Cette loi opère une fusion définitive entre l'obligation d'emploi des mutilés de guerre et la priorité d'emploi des travailleurs handicapés, ce qui se traduit essentiellement par l'adoption d'un seuil unique d'assujettissement pour les employeurs ainsi que d'un pourcentage unique d'emploi obligatoire.
La procédure liée à la réservation d'emploi a été supprimée, le contrôle de l'obligation ne s'opérant que dans le cadre de la déclaration annuelle.
Enfin, la loi a élargi le champ des bénéficiaires, a étendu l'obligation aux collectivités publiques et crée à la charge des employeurs assujettis une véritable obligation de résultat.
L'ensemble des dispositions relatives au statut des salariés
handicapés et aux mutilés de guerre est codifié
dans le code du travail: art.
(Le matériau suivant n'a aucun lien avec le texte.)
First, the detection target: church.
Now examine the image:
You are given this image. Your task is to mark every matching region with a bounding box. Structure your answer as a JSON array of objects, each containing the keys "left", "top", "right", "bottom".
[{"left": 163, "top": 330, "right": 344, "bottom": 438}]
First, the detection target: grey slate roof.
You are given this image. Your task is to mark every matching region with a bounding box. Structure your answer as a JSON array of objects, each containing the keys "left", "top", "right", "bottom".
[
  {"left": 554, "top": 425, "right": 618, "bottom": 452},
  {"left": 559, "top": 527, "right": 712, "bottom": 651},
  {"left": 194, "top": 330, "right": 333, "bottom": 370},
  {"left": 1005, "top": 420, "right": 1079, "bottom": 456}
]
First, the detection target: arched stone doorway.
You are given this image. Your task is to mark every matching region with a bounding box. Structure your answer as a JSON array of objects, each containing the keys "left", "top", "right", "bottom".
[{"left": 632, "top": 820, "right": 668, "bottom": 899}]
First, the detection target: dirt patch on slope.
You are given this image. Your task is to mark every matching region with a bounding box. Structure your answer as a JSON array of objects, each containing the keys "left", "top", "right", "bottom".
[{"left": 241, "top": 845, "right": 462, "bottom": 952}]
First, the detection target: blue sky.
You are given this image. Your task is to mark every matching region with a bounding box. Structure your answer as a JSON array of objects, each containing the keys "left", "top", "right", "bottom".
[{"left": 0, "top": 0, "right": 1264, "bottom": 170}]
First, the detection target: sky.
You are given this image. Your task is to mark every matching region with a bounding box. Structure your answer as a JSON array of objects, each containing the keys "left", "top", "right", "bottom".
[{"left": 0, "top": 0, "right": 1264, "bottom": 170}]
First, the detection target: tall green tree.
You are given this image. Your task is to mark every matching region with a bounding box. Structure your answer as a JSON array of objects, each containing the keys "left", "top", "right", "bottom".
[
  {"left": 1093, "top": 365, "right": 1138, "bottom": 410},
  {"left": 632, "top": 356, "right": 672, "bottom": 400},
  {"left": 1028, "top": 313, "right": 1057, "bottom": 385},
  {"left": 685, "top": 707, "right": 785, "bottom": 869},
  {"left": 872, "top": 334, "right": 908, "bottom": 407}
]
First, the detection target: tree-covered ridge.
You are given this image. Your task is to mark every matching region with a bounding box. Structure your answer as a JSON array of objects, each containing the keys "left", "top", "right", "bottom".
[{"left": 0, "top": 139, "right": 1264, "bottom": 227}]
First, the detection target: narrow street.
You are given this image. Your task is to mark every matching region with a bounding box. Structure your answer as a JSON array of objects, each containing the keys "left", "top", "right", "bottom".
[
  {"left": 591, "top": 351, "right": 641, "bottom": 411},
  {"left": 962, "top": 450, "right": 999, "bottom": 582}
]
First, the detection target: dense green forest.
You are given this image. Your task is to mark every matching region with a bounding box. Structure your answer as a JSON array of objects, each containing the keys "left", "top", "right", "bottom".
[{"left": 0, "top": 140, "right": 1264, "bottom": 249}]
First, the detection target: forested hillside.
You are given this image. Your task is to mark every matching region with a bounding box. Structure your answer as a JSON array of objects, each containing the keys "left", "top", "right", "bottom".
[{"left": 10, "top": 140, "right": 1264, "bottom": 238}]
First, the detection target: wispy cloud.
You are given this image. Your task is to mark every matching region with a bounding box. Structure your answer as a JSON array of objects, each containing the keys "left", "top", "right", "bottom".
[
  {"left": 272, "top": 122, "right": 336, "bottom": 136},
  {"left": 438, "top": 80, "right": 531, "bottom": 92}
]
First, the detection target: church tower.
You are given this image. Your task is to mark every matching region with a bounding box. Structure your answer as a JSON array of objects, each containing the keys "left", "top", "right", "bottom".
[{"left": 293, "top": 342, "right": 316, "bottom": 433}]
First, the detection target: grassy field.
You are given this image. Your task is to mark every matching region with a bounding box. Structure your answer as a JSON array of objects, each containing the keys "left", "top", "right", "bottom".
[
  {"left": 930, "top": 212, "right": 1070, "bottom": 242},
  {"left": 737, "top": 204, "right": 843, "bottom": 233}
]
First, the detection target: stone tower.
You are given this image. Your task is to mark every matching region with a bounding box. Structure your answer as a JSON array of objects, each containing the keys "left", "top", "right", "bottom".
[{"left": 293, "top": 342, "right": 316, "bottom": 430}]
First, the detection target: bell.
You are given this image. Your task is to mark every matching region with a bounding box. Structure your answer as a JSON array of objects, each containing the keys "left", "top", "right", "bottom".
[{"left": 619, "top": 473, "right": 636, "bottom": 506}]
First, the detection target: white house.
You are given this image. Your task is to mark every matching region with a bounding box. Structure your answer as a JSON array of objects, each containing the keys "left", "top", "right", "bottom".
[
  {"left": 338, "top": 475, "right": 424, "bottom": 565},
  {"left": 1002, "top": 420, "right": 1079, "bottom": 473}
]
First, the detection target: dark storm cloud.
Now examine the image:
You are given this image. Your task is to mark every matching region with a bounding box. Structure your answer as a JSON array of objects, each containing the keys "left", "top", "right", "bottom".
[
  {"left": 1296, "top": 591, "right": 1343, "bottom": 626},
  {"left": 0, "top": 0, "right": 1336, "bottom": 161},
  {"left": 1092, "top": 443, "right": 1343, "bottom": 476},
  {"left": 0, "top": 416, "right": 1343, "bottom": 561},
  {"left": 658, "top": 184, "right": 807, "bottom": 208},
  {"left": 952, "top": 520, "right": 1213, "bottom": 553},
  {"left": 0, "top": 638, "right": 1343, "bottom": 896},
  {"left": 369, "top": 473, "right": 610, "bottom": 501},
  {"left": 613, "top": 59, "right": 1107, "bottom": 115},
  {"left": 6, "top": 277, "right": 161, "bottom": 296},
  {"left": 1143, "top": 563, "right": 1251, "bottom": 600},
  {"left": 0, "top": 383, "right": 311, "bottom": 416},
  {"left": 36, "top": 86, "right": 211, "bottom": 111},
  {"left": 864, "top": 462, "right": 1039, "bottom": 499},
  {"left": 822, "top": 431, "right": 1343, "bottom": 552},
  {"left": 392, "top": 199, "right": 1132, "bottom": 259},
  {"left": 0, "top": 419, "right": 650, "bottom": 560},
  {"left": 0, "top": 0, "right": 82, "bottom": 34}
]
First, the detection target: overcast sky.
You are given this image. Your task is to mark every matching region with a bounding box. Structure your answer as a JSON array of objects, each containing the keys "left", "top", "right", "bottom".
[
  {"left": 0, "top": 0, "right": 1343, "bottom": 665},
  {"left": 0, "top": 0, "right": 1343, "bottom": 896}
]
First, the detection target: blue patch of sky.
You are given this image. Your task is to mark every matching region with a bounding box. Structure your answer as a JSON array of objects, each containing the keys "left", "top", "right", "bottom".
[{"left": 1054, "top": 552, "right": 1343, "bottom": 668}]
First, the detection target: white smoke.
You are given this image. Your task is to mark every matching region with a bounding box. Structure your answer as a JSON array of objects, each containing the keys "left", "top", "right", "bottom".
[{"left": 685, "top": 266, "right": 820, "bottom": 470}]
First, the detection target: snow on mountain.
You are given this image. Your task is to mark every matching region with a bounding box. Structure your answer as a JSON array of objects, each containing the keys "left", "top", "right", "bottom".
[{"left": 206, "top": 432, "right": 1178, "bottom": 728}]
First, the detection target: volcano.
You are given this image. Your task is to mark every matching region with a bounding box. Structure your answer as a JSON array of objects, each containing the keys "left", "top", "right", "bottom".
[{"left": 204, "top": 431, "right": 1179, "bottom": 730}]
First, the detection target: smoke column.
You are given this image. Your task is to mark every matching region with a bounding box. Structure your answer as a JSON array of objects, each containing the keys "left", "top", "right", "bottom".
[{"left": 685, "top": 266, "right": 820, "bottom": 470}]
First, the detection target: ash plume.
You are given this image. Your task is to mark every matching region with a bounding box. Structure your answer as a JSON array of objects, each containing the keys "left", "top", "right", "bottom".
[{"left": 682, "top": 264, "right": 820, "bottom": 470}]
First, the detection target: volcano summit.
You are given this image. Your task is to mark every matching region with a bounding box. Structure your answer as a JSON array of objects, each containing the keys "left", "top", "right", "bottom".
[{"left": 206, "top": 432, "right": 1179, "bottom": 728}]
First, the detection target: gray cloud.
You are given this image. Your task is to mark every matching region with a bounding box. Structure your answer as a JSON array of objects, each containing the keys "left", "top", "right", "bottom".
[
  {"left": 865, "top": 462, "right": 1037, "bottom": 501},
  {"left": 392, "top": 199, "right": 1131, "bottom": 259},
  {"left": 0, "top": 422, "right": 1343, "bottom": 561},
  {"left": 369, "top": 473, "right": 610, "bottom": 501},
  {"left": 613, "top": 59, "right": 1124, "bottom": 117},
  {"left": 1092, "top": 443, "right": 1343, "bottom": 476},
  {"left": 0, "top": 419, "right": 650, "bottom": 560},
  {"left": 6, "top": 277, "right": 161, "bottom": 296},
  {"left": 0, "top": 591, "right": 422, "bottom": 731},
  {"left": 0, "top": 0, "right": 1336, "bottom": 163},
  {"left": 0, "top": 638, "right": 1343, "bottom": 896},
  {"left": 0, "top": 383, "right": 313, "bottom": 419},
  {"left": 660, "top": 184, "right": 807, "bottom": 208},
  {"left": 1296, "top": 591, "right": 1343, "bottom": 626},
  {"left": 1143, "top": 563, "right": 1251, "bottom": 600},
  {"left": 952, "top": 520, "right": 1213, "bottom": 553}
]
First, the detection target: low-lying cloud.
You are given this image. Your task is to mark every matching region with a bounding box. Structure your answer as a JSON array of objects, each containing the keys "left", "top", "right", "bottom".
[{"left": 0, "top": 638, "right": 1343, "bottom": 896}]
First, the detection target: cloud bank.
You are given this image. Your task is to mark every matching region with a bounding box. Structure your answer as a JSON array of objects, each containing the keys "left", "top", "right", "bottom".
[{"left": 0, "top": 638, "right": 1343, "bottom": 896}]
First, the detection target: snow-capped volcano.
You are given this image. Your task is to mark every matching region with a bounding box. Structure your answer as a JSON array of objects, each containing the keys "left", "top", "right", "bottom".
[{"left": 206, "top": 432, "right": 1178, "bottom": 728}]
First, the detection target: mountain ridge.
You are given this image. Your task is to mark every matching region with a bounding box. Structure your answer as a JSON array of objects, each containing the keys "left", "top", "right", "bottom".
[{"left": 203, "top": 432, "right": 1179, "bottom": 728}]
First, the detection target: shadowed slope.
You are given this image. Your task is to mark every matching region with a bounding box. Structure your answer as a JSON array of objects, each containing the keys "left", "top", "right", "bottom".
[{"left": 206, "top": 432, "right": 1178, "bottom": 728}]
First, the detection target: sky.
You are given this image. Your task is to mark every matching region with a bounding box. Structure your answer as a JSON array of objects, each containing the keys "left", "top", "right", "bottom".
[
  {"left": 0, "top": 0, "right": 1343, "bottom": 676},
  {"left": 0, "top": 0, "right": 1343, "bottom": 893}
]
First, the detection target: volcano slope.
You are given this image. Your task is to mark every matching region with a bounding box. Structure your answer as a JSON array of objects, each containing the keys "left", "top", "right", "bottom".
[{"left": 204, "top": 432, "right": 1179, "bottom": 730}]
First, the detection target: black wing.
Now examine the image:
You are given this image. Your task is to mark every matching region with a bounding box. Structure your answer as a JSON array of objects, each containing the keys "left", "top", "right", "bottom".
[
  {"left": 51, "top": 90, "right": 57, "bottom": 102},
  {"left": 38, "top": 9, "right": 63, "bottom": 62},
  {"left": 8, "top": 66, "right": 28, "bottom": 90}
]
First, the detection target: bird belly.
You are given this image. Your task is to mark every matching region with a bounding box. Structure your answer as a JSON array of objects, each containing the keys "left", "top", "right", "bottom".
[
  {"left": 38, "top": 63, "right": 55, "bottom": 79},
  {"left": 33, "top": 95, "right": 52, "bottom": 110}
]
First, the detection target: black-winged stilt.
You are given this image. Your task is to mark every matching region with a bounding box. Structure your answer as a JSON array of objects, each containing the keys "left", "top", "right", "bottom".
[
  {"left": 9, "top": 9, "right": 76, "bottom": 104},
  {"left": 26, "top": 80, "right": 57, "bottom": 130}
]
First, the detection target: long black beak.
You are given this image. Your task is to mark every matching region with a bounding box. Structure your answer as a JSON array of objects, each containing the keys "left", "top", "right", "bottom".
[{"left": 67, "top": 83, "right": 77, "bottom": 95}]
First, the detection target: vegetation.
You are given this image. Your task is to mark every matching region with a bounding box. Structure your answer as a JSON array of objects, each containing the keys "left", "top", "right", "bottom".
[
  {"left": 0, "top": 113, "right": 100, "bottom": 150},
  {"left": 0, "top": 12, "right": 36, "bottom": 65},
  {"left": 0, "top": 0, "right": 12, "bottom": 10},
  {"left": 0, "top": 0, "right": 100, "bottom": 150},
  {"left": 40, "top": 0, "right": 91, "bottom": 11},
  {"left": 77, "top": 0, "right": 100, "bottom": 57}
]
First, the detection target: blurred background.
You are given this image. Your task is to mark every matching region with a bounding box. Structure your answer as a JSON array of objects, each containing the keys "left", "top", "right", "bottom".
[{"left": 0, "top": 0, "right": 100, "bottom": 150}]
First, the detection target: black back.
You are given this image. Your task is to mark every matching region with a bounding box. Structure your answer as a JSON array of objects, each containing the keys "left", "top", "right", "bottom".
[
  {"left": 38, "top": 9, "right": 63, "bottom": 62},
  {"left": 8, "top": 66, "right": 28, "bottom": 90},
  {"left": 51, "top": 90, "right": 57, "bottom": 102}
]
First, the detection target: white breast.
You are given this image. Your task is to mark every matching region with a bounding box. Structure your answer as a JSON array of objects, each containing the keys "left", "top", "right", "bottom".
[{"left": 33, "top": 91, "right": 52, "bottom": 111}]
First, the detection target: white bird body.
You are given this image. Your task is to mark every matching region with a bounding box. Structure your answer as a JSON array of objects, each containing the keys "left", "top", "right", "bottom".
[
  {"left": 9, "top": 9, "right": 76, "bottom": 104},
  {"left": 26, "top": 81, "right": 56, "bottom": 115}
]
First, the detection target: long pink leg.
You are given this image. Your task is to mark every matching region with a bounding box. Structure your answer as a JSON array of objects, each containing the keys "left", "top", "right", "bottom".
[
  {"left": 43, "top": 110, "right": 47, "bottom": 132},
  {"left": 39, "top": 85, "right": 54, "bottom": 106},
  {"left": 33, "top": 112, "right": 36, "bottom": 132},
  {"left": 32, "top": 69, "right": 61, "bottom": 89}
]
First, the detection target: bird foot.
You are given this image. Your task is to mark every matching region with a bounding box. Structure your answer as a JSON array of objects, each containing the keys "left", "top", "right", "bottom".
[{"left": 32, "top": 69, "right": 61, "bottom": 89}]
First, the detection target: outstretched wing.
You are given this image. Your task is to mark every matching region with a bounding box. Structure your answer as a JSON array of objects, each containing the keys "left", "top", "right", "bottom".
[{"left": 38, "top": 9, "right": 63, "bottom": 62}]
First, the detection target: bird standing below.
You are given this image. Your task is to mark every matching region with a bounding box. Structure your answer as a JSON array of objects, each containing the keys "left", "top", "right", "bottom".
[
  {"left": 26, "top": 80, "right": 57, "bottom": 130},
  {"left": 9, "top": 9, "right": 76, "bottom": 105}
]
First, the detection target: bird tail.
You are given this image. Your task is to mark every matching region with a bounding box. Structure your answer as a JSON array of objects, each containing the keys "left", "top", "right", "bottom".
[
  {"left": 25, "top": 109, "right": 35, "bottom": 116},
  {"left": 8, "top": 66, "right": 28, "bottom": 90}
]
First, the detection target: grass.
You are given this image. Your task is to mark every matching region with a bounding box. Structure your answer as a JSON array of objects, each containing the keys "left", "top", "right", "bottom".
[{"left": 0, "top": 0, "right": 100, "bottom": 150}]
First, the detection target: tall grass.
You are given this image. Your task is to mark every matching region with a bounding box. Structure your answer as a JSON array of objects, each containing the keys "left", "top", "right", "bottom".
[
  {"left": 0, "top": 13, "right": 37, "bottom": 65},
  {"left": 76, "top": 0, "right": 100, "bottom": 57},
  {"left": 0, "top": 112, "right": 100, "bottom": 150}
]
L 323-1 et s.; R 323-1 et
s. ; D 323-1 et s.
Il se définit d'une part au regard des bénéficiaires
et d'autre part des entreprises assujetties.
1/ BENEFICIAIRES
DE L'OBLIGATION D'EMPLOI
52. Bénéficient de l'obligation d'emploi en vertu
de l'art. L 323-3 c. travail :
- Les travailleurs reconnus par la COTOREP (Commission Technique d'Orientation et de Reclassement Professionnel) .
Il s'agit de toute personne dont les possibilités d'obtenir
ou de conserver un emploi sont effectivement réduites par
la suite d'une insuffisance ou d'une diminution de ses capacités
physiques ou mentales.
- Les victimes d'accident du travail ou de maladies professionnelles
ayant entraîné une incapacité permanente au
moins égale à 10% et titulaire d'une rente attribuée
au titre du régime général de sécurité
sociale ou de tout autre régime de protection sociale obligatoire.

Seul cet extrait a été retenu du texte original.